Proactive Detection of Physical Inter-rule Vulnerabilities in IoT Services Using a Deep Learning Approach
This addresses security risks in IoT systems for users and developers, but it is incremental as it builds on existing NLP and deep learning methods for a specific domain.
The paper tackles the problem of physical inter-rule vulnerabilities in IoT services, where multiple trigger-action rules interact via shared environment channels, and proposes a deep learning framework to proactively detect these vulnerabilities from user descriptions, achieving 95.22% accuracy in rule extraction and discovering 99 vulnerabilities in 60 SmartThings apps.

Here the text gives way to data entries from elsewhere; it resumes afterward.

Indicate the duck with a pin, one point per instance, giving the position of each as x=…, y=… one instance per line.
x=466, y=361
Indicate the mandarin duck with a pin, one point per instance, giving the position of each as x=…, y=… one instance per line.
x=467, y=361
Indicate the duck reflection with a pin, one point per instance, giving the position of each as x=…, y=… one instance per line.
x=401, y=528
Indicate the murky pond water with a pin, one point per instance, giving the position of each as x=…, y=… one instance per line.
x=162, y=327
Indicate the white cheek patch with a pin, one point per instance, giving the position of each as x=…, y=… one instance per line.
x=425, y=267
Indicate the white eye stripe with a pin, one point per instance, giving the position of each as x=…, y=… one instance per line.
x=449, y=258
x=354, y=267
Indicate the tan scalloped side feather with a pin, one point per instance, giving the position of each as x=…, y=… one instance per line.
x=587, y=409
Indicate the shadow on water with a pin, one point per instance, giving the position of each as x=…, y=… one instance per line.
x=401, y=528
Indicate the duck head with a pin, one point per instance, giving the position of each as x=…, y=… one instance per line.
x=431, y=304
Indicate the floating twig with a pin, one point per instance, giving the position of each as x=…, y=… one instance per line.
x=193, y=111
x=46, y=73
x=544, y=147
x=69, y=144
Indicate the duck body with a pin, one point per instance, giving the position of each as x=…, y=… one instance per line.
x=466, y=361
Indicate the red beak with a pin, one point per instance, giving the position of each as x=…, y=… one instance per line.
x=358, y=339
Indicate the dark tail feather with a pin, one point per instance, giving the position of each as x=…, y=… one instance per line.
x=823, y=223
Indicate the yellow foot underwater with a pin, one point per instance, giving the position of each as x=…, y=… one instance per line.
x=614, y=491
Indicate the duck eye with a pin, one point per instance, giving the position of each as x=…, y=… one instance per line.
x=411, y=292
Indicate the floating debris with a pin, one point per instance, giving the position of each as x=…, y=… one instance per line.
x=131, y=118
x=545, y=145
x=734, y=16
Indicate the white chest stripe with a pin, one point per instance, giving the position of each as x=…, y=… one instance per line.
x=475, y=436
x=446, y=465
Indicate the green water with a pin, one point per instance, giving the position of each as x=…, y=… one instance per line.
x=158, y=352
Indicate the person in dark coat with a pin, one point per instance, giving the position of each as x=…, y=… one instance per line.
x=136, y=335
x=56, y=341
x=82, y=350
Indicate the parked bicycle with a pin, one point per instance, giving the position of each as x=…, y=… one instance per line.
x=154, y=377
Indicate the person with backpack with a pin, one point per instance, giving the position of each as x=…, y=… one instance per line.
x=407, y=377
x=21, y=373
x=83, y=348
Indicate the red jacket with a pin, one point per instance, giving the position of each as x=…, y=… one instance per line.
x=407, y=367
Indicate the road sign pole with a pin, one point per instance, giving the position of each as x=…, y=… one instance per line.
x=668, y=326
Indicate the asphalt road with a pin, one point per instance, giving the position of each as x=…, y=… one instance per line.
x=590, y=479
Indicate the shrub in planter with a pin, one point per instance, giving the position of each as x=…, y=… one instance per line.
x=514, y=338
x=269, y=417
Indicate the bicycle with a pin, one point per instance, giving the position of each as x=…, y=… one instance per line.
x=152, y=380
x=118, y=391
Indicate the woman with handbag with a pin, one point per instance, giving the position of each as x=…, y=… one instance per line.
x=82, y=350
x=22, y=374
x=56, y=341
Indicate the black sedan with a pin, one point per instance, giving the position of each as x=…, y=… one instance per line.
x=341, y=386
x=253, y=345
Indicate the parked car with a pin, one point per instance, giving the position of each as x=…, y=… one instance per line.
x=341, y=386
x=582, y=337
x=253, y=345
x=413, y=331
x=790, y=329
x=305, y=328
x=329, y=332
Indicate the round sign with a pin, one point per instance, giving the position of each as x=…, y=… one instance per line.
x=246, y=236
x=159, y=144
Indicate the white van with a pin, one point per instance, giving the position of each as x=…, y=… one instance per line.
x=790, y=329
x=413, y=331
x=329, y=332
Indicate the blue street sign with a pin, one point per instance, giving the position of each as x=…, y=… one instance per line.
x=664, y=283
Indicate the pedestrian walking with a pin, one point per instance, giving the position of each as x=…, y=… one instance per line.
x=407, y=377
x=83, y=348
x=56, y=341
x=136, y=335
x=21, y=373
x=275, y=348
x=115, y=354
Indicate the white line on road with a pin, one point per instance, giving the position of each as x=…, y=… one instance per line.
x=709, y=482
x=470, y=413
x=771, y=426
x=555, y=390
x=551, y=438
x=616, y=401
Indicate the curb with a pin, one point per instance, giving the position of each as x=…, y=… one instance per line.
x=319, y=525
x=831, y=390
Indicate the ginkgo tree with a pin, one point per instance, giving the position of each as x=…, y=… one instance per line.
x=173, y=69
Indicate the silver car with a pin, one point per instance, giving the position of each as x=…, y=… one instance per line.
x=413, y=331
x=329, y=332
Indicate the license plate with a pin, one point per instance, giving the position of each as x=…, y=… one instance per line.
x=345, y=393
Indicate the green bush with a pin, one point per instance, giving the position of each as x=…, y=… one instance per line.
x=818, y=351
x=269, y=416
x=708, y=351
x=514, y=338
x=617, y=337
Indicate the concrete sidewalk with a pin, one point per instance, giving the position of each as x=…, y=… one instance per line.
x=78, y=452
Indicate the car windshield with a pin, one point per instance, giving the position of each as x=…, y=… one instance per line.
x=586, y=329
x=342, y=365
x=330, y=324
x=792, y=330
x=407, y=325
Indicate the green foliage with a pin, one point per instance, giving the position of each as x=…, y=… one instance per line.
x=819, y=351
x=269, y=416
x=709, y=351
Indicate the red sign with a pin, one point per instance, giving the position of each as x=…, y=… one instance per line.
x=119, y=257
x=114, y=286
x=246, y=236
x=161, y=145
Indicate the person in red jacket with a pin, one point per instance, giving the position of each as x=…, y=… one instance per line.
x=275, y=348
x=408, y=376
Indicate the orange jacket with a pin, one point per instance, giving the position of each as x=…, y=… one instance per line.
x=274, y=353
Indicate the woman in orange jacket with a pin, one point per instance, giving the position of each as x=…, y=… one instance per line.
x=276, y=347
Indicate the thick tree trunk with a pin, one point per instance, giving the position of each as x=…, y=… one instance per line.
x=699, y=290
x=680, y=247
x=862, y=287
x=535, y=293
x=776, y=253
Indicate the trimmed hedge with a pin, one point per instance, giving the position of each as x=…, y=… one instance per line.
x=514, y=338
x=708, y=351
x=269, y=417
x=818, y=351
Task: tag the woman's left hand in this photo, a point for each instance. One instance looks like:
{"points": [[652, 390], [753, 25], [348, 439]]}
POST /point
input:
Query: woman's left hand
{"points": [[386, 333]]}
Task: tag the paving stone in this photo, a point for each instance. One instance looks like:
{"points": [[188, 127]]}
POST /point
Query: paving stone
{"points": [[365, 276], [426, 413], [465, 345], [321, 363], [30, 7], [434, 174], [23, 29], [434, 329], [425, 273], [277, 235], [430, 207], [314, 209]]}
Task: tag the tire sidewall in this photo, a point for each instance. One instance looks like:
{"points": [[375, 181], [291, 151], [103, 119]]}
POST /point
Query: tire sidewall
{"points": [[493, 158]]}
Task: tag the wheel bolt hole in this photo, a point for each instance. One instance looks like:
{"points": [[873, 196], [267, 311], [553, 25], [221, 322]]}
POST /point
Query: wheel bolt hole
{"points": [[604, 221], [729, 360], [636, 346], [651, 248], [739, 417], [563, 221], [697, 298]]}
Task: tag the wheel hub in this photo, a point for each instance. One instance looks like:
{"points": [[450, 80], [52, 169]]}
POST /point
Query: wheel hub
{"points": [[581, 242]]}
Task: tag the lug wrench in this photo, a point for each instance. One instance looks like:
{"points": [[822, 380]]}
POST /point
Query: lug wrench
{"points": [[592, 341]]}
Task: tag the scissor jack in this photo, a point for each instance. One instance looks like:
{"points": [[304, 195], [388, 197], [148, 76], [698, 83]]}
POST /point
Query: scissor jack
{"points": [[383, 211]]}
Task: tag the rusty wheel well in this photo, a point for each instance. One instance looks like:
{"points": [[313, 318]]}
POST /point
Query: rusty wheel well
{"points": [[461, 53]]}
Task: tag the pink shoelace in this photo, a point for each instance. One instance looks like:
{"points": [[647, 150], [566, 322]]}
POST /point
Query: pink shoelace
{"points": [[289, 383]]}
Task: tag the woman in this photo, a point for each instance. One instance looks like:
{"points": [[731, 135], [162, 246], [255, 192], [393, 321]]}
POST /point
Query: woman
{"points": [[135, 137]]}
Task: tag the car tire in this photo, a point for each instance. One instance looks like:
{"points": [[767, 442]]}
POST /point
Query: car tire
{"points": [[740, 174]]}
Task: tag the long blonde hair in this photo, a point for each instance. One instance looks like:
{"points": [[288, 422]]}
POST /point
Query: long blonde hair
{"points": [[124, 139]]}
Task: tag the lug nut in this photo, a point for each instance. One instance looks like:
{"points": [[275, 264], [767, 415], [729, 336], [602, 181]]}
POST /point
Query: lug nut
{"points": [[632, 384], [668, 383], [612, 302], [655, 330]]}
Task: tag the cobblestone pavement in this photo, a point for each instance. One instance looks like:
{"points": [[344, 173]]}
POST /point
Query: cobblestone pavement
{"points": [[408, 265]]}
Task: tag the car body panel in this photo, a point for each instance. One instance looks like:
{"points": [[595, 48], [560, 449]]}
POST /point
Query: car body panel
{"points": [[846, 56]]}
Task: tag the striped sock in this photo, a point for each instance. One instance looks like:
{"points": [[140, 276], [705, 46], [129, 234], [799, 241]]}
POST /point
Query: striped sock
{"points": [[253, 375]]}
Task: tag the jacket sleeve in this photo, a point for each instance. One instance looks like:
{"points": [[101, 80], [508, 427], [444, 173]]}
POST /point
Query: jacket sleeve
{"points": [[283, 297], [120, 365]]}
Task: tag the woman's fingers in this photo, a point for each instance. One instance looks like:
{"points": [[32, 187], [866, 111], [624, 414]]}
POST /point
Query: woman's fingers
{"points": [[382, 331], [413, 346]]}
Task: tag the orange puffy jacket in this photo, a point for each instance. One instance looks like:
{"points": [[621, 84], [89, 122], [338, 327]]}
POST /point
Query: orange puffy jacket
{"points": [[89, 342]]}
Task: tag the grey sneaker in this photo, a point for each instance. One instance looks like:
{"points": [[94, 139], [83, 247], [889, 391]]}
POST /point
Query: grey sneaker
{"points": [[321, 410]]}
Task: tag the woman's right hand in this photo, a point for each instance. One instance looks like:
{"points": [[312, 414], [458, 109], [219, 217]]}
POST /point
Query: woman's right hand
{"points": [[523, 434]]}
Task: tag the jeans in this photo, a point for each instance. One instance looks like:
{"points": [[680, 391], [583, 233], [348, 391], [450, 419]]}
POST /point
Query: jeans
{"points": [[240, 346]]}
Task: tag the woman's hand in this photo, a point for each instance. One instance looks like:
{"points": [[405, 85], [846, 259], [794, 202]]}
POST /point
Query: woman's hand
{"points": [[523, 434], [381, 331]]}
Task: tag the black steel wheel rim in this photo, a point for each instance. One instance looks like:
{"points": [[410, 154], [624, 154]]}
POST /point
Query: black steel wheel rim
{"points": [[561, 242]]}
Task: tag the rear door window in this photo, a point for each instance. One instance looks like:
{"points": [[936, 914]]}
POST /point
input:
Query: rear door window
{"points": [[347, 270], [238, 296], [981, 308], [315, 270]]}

Emerging Internet of Things (IoT) platforms provide sophisticated capabilities to automate IoT services by enabling occupants to create trigger-action rules. Multiple trigger-action rules can physically interact with each other via shared environment channels, such as temperature, humidity, and illumination. We refer to inter-rule interactions via shared environment channels as a physical inter-rule vulnerability. Such vulnerability can be exploited by attackers to launch attacks against IoT systems. We propose a new framework to proactively discover possible physical inter-rule interactions from user requirement specifications (i.e., descriptions) using a deep learning approach. Specifically, we utilize the Transformer model to generate trigger-action rules from their associated descriptions. We discover two types of physical inter-rule vulnerabilities and determine associated environment channels using natural language processing (NLP) tools. Given the extracted trigger-action rules and associated environment channels, an approach is proposed to identify hidden physical inter-rule vulnerabilities among them. Our experiment on 27983 IFTTT style rules shows that the Transformer can successfully extract trigger-action rules from descriptions with 95.22% accuracy. We also validate the effectiveness of our approach on 60 SmartThings official IoT apps and discover 99 possible physical inter-rule vulnerabilities.